Sustum günlerce ,haftalarca, aylarca sustum.Yurt arkadaşlarım artık oraya gitmememin ruh sağlığım için daha da iyi olacağın söylediler gitmedim göremedim kızımın büyüyüşünü.
Bir öğretmenler günü eğitim fakültesi öğrencileri için düzenlenen gecede sahneye çıkan izci grubunda gördüm sonra kızımı 1 yıl sonra, ne de güzel büyümüştü.Yuvanın servisine binerken yakaladım öptüm öptüm yine öptüm salya sümük öptüm hem ağladım hem öptüm.Bu onu son görüşümdü.
"Ablacım canım benim " diyişini ve dünya tatlısı o gülüşünü hiç ama hiç unutmadım,o dünya tatlısı gülüşünü.....
Gülsün çocuklar hep gülsün sarışını kumralı esmeri gülsün, zencisi beyazı gülsün, yeşil, kara, mavi gözlüsü,salyalısı sümüklüsü gülsün, elleri kınalısı,gözleri sürmelisi,çırpı bacaklısı,tombul yanaklısı gülsün çocuklar hep ama hep gülsün ve çocuk istismarı dursun nolurrrrrrrrrrr...
NOT: Çocukluğumdan aklımda kalan rahmetlik anneannemin o güzel ninisi
Uyu demeye geldim
Uyu demeye geldim
Guymak yemeğe geldim
Meramım guymak değil
Seni görmeye geldim.

4 yorum:

[ fiкяiмiи iиcє güℓü ] dedi ki...

Tatlıların tatlısı Cadım, bu yazdıkların ne kadar içimi acıttı biliyor musun? Döndü bir tane değil. Döndüler var etrafta bizim bilmediğimiz, hiç bilemeyeceğimiz. O güzel gözlü kızın hayatında bıraktığın o tatlı anılar eminim ki onun için çok özeldi. Ve bir gün umarım ki tekrar karşılaşırsınız. Bu kez büyümüş, meslek sahibi olmuş bir kız olarak hem de.

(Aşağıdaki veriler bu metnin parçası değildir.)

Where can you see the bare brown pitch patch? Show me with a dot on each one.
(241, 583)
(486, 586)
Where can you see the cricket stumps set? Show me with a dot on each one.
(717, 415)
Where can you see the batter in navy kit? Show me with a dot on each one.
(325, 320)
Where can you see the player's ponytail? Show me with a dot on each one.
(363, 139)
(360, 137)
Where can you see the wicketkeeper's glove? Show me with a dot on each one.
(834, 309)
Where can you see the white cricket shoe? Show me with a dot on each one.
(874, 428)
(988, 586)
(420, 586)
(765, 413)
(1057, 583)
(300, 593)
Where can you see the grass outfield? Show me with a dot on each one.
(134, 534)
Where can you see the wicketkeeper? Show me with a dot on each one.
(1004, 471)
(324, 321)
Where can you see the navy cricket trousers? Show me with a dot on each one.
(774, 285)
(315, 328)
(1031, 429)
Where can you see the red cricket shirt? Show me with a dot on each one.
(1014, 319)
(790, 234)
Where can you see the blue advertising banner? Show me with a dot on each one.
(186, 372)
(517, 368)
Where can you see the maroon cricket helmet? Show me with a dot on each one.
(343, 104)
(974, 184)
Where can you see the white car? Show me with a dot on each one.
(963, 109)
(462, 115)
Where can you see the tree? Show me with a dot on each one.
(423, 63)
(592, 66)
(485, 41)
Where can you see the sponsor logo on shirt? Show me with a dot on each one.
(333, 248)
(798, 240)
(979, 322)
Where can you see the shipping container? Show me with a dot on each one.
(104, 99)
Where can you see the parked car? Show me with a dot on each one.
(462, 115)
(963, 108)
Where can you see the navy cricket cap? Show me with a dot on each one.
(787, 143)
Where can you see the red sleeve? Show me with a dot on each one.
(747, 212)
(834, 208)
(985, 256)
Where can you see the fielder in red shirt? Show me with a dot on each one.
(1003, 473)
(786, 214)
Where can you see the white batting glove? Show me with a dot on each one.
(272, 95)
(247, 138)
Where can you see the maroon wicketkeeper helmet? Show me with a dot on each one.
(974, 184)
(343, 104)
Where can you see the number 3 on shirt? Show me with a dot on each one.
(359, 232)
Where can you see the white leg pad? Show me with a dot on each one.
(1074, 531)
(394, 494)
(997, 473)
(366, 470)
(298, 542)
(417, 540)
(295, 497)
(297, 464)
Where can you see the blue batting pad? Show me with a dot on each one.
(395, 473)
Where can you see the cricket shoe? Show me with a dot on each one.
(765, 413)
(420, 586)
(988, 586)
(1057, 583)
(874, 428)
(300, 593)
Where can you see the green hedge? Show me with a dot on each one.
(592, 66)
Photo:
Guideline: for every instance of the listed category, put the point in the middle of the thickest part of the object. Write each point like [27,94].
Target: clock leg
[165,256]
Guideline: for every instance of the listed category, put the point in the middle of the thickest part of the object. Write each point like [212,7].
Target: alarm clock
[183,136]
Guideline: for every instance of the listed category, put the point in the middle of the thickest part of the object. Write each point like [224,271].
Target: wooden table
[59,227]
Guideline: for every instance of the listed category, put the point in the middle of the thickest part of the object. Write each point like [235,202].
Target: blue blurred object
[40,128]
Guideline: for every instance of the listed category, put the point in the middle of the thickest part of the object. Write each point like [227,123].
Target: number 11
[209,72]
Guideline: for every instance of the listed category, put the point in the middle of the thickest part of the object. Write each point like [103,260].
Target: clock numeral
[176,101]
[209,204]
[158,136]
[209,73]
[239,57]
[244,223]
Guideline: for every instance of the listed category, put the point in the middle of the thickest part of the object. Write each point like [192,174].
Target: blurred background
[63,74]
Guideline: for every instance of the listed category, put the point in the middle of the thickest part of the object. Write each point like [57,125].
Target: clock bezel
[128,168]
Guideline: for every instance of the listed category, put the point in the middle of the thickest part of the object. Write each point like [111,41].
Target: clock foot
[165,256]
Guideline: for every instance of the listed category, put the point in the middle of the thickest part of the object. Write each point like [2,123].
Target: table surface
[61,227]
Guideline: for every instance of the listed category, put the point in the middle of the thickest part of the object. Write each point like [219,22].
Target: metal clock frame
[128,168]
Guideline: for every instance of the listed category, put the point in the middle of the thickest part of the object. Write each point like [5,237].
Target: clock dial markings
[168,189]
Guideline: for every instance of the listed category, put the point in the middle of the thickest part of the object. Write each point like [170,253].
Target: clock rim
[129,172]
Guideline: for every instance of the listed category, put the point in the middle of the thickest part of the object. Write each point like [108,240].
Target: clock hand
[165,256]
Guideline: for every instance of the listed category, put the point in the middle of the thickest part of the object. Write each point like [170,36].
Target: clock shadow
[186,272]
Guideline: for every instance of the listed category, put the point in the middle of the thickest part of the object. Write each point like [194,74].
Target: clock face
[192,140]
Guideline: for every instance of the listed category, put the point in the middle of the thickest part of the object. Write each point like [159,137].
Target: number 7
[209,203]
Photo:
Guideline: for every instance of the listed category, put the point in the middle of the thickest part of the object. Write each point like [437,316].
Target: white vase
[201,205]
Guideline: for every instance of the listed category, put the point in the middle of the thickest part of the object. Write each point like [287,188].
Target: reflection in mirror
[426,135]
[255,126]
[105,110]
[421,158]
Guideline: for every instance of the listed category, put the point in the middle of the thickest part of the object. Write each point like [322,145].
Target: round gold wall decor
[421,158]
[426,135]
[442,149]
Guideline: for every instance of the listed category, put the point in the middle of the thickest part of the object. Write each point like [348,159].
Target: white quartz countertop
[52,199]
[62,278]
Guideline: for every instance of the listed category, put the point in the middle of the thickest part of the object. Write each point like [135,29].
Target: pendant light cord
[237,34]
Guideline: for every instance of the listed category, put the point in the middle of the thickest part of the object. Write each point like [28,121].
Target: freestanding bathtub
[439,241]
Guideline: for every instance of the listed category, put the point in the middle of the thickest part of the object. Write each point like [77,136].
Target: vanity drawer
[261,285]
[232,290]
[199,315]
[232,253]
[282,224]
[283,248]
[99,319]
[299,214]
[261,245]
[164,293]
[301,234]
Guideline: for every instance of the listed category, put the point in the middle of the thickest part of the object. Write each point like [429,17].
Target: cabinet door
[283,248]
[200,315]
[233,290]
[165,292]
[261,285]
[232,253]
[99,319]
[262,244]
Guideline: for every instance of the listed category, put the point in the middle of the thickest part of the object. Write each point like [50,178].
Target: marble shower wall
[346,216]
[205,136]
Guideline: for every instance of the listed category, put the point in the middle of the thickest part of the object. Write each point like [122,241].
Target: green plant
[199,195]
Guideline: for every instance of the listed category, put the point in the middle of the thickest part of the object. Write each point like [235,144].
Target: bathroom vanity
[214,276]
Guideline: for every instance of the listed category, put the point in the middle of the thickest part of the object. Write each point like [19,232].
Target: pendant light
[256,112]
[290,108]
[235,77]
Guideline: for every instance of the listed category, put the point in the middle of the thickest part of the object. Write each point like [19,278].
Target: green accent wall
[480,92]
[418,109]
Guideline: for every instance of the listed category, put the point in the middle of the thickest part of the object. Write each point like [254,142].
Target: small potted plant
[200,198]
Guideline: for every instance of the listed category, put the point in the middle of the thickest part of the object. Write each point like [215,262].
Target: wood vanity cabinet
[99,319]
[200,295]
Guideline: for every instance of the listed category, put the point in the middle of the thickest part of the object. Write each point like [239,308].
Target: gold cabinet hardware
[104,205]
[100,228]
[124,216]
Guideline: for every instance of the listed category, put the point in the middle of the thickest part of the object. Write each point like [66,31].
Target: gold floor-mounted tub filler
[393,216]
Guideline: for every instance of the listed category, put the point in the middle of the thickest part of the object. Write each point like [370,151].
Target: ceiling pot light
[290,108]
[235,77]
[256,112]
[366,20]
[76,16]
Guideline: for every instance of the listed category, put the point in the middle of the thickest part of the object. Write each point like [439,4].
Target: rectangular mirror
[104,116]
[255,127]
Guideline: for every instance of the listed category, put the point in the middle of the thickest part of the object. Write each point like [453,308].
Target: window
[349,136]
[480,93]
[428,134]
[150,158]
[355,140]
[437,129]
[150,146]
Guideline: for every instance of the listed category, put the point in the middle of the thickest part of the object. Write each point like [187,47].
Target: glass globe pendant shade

Evet gülsün bütün çocuklar. Çocuklar hep şen kahkahalar atsın. Gözlerinin içine, yüreğinin dibine kadar gülsün çocuklar.

Öpüyorum sevgiyle kocaman seni...

CaDı dedi ki...

Canım senin gibi insanların olduğunu bilmek yüreğime su serpiyor, Alah razı olsun ne diyeyim. Tatlı adaşım benim!

Mutluveumutlu dedi ki...

İyi kalpli hemşom, keşke herkes senin gibi olsa, çocuklar hiç üzülmese, hiç ağlamasa...
Tüylerim diken diken oldu, ne desem boş...

Emre dedi ki...

Ya çok kötü hissettim okurken seni, ve malesefki çocuk istismarı olanca hızıyla devam ediyor kimsede bişi yapamıyor yapsan sen kimsin oluyor, merak ettim döndü'yü napar şimdi ne eder,
öpüyorum seni yufka yürekli iyi niyetli bağyan.:)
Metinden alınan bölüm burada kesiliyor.